Page 111 of Our Last Resort

Gabriel sighs.

Did you love her?

Have you been…grieving for her?

Or did something else happen—something darker?

This story you’re about to tell me—how does it end, exactly?

Gabriel opens his mouth, then shakes his head.

I put my hand on his. It’s a gamble. He’s nervous, embarrassed for reasons I haven’t figured out yet. But he doesn’t pull away.

“Tell me,” I say.

He nods. He opens his mouth again. This time, he speaks.

37Escalante, Utah

The First, Second, Third, Fourth, and Seventh Days

Here’s how it unfolds, in Gabriel’s telling.

On the first day, on his way from the swimming pool to our suite, Gabriel bumps into this woman. He’s noticed her. Everyone has. He doesn’t expect her to notice him in return—or if she does, it will be for the wrong reasons. Because he’s tall, shy, and awkward. Because his eyes don’t match. I’ve always suspected that Gabriel might be beautiful, but I’ve never known for sure. His face has been a part of my world for so long. It justis,for me.

Obviously, people also notice him because he’s Gabriel Miller, whose wife died in circumstances just a little too strange for comfort. It happens. It has happened too often.

But Sabrina Brenner notices him in a way that feels good. He swears she does. Her hand lingers on his arm. Above the lenses of her sunglasses, her eyes—her beautiful green eyes—search his. She smiles at him in a way that lights up her whole face.

“I’m not some sicko,” Gabriel tells me under our rock canopy. “I don’t start imagining things the moment a woman looks at me. So I didn’t think it was anything, at first.”

But then. That night, the first night, Gabriel and I go for onelast drink after dinner. Espresso martini for me, a pineapple-based mocktail for him. I leave our spot at the bar for a few minutes, to go to the bathroom. In that time, he sees her, by herself, on a stool at the opposite end of the counter. She spots him, raises her hand in a little wave, and—looking left, then right, maybe checking for her husband—approaches him.

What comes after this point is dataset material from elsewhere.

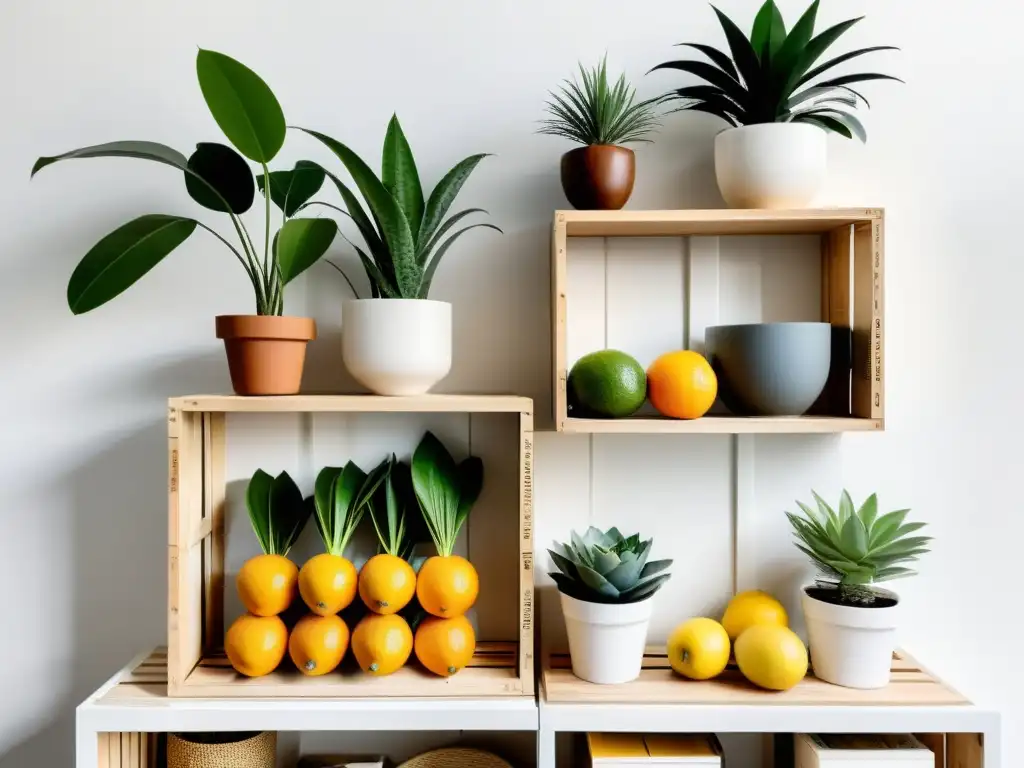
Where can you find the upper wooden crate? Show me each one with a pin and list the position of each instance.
(848, 283)
(196, 665)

Under the canopy, Gabriel’s voice takes on a hypnotic quality. It’s not hard, hearing him talk, to imagine a scene as though I’m living it through him. I know how he speaks, how he breathes. I know how he reacts to most things.

Or at least I think I know.

Maybe there’s a whole other Gabriel lurking under the surface.

But it’s my version of him I picture chatting with Sabrina at the bar.

They talk for a few minutes. She’s at the Ara with her husband, but he’s been working a lot. He always works a lot.

Here, she looks a bit sad.

“This trip,” she said. “We were supposed to spend time dealing with our—”

She catches herself. A pink flush creeps up her delicate cheekbones.

Maybe she doesn’t want to bore him. Maybe she realizes it would be unbecoming to tell a stranger—this young stranger—what she was supposed to do with her old husband. Maybe she feels disloyal toward William.

“Where are you visiting from?” Gabriel asks, to change the subject.

“New York,” she says.

Here, I imagine Gabriel’s jaw tightens.

“I used to live in New York,” he says.